Allo specifico scopo, il Governo giordano ha in progetto l’ampliamento della capacità del sito di stoccaggio situato nel nuovo porto di Aqaba, un deposito di importanza strategica assieme agli altri situati in diverse parti del territorio del Regno.
Al riguardo va rilevato che in Giordania il ministero dell’industria e del commercio è sostanzialmente l’unico importatore di grano dall’estero, materia prima che cede poi ai molini (a un prezzo stabilito dal governo sulla base di medie mobili), i quali a loro volta vendono in seguito la farina prodotta ai panificatori.

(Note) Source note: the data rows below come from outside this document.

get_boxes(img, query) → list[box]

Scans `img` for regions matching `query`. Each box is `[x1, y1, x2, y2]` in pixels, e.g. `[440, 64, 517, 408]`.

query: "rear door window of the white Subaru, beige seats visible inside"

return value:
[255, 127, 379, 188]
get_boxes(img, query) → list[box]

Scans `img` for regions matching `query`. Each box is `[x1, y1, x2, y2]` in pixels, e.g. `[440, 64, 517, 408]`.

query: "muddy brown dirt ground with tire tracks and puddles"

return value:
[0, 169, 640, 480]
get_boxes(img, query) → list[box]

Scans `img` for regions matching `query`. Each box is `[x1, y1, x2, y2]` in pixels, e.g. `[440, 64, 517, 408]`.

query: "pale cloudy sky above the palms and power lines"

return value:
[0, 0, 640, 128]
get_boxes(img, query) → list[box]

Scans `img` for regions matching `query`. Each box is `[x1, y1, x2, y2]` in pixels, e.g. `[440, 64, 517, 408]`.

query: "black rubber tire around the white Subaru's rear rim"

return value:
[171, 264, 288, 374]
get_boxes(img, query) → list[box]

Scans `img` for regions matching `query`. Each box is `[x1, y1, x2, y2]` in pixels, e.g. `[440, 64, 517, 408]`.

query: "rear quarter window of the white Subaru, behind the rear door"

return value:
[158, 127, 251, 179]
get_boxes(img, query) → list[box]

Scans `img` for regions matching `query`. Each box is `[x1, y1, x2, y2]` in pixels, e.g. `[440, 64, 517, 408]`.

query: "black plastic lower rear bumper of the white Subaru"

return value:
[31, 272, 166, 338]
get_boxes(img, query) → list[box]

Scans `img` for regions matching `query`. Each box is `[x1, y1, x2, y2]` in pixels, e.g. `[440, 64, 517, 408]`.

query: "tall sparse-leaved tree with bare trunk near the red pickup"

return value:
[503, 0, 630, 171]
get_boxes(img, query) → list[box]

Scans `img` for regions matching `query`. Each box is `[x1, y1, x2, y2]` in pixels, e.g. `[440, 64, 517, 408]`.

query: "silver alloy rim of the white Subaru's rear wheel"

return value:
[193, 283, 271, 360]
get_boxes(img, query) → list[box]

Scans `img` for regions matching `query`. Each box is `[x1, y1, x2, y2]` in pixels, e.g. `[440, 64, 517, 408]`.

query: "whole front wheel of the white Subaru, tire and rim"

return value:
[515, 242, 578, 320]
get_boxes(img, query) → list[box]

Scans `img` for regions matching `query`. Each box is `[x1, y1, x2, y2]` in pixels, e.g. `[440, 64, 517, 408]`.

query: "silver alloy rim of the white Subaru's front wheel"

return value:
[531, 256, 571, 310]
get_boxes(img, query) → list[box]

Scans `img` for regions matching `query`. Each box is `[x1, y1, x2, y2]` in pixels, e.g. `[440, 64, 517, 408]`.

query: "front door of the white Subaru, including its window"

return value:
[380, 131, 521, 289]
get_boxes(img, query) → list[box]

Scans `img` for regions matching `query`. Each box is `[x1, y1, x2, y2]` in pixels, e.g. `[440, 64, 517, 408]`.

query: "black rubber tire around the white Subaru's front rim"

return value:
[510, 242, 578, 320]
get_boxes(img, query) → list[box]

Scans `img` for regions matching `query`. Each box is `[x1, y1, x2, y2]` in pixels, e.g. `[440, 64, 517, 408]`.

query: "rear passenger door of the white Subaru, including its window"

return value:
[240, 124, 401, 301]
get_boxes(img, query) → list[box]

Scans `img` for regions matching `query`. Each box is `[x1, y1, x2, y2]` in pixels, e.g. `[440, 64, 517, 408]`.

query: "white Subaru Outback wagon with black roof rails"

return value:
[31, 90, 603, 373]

Sovvenzioni a beneficio delle fasce economicamente più deboli
I cereali, come è ovvio, sono qualcosa di essenziale anche ai fini del mantenimento di una situazione di coesione e di pace sociale nel Regno. A questo scopo, il governo giordano provvede al calmieramento dei prezzi di beni di prima necessità come appunto il pane.
Attraverso il programma di sovvenzioni noto come mowahad, finora ai sudditi a basso reddito di Abdallah II «la pagnotta» è stata garantita, si tratta di un sistema recentemente riformato allo scopo di migliorarne l’efficienza complessiva.